Di hari pertama, kami ke Bukit Zion ini. Dari sini, pemandangan ke arah Kota Yerusalem sangat bagus, seperti memandang miniatur kota yang lengkap. Kita bisa menyaksikan al-Aqsha dan Kubah Batu di kejauhan yang bersebelahan sekaligus, menyaksikan pegunungan negara Yordania di kejauhan, juga sudut-sudut kota lainnya yang penuh dengan cerita sejarah ribuan tahun silam.
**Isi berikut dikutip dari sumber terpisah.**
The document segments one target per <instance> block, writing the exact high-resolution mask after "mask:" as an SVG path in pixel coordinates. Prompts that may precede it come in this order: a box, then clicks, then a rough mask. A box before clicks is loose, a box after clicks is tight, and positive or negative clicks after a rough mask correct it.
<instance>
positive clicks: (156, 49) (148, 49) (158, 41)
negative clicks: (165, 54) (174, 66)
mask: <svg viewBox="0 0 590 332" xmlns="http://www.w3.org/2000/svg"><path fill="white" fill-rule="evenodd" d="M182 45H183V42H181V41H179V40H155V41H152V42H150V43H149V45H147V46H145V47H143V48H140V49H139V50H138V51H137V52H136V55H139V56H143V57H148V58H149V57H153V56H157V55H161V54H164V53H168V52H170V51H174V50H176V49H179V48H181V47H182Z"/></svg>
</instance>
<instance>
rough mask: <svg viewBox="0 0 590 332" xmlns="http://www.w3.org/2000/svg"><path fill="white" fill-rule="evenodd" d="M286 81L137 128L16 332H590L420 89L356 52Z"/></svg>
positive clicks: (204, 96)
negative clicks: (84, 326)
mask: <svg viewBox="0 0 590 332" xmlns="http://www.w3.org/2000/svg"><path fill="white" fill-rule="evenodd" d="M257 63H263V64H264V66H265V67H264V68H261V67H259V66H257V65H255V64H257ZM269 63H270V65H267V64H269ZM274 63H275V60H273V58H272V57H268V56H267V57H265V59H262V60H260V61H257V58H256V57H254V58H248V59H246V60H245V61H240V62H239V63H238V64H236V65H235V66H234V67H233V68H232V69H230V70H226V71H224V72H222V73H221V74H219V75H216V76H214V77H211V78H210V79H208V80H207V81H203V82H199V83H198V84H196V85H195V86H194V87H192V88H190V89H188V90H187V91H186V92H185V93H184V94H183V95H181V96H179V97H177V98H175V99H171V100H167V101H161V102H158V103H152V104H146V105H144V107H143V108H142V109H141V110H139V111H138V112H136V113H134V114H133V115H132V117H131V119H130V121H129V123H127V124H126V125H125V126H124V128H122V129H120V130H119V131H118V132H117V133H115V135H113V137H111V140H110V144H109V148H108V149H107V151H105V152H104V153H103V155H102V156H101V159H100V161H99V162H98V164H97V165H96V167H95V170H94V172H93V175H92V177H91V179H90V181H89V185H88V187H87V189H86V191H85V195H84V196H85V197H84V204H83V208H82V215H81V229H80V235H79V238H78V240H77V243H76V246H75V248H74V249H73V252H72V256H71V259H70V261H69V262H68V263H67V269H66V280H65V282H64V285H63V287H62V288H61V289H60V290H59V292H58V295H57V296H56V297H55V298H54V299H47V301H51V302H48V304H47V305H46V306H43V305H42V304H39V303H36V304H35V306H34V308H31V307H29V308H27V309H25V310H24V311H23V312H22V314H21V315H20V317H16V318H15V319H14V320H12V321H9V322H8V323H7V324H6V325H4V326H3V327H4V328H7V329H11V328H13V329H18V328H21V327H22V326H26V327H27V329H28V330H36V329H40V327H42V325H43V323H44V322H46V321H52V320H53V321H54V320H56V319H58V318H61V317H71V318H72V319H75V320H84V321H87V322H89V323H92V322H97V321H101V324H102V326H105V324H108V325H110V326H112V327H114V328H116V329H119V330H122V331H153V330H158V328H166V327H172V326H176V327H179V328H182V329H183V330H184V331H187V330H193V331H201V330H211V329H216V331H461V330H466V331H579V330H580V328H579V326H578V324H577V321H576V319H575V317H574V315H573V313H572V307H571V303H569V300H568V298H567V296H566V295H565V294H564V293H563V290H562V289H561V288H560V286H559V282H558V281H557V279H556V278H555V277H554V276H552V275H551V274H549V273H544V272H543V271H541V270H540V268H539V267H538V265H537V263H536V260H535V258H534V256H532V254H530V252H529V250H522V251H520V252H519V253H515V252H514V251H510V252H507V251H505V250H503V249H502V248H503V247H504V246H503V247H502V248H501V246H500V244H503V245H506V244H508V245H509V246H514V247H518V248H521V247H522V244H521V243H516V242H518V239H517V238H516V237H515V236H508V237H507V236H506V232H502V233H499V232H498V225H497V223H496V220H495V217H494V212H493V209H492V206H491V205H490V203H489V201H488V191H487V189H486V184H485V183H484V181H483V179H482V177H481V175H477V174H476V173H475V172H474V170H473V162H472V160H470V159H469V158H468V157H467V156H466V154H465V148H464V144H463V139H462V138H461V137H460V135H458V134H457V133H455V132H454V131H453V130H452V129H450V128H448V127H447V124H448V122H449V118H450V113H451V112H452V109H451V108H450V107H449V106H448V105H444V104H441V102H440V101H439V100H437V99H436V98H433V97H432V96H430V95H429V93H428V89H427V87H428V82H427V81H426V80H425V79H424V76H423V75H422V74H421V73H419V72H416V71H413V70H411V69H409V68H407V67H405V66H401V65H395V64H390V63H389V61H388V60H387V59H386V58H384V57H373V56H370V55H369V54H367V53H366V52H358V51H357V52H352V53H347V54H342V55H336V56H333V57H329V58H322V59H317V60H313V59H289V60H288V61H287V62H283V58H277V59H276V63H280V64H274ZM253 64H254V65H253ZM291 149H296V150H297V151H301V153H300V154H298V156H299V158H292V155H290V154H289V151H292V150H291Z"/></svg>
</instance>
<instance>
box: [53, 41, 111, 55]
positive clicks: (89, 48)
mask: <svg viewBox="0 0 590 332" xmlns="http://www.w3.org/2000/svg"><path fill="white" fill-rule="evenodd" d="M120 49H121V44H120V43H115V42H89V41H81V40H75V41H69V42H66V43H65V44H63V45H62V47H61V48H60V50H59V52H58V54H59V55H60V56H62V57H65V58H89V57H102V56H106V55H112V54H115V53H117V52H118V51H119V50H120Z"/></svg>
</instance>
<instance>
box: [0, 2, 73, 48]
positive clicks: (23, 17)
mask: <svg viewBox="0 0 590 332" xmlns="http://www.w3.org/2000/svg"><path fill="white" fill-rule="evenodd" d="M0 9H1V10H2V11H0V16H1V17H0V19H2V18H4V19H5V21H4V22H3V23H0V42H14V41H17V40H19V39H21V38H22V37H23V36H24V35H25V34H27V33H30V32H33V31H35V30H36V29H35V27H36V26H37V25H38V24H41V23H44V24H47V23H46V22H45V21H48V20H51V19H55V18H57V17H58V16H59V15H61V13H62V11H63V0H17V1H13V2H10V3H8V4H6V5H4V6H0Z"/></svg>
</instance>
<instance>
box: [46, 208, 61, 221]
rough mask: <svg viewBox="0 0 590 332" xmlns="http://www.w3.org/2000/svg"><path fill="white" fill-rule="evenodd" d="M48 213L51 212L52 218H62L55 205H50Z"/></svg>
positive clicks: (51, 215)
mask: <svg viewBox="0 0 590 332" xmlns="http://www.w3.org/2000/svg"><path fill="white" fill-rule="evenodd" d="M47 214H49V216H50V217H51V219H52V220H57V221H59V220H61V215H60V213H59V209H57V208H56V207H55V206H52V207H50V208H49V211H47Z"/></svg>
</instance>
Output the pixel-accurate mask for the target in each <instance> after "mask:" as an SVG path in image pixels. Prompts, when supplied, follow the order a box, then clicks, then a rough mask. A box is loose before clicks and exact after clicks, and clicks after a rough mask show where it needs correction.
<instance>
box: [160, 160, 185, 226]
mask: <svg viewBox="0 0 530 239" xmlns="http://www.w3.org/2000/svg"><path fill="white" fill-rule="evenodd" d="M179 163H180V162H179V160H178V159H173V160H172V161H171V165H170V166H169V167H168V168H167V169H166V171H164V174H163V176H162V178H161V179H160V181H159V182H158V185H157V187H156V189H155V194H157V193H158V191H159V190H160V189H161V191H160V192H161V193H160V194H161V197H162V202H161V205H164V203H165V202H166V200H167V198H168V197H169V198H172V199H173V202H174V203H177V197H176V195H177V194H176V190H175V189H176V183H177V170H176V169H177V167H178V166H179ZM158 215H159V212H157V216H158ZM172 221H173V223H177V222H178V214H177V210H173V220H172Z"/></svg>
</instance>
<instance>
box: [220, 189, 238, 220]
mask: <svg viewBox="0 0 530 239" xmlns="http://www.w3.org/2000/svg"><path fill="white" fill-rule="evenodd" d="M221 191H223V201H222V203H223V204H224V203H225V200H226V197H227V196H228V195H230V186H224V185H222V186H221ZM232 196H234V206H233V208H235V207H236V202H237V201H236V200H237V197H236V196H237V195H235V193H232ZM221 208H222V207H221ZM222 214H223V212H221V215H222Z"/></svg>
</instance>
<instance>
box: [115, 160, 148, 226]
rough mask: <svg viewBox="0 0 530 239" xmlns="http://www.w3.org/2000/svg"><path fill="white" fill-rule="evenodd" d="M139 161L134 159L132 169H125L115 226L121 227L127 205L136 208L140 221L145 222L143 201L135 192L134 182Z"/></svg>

Saat itu sekitar pukul 15.00 sore. Hari agak gerimis. Kami yang sedang berada di atas bukit ini tiba-tiba dikagetkan oleh gema adzan shalat Ashar bersahut-sahutan dari beberapa masjid. Tak begitu yakin, kami memastikan kepada Roley, apakah itu benar suara adzan, padahal kami sedang berada di wilayah Israel. "Benar. Itu suara adzan dari masjid-masjid di sekitar sini," jawabnya santai.
Ini beda tentunya dibanding di negara-negara lainnya, dimana ummat Islam minoritas. Jumlah warga Muslim di Israel memang ada sekitar 1,5 juta jiwa dari sekitar 8 juta warga Israel secara keseluruhan. Secara urutan, Islam adalah agama di urutan kedua setelah agama Yahudi.
Meski hingga kini masih sering terjadi letupan konflik antara Israel dengan Palestina, menurut Roley, negaranya tidak pernah melarang ummat Islam di sana menggunakan pengeras suara saat adzan. "Kami negara demokratis. Nanti sebentar lagi kamu juga akan mendengar suara lonceng-lonceng gereja berdentangan," ujarnya lagi.
Tak berapa lama, tiba-tiba datang sekitar 50-an orang ke lokasi kami, untuk menikmati pemandangan Kota Yerusalem. Ternyata mereka adalah orang-orang Nasrani asal Indonesia yang sedang mengikuti tur ziarah ke Israel dan Palestina.
Karena tak jauh dari lokasi kami, juga terdapat Gereja St Peter Gallicantu, yang dibangun pada zaman Bizantium (457 M).
Di bagian bawah gereja ini terdapat sebuah ruang bawah tanah yang menurut tradisi, diduga adalah penjara Yesus selama satu malam. Di sebelah gereja terdapat tangga batu (holy stairs) yang berumur lebih dari 2.000 tahun. Diduga, di sana Yesus juga pernah berjalan dalam perjalanan rumah Imam Besar Kayafas, dengan keadaan terbelenggu untuk diadili dengan pengadilan yang telah direkayasa.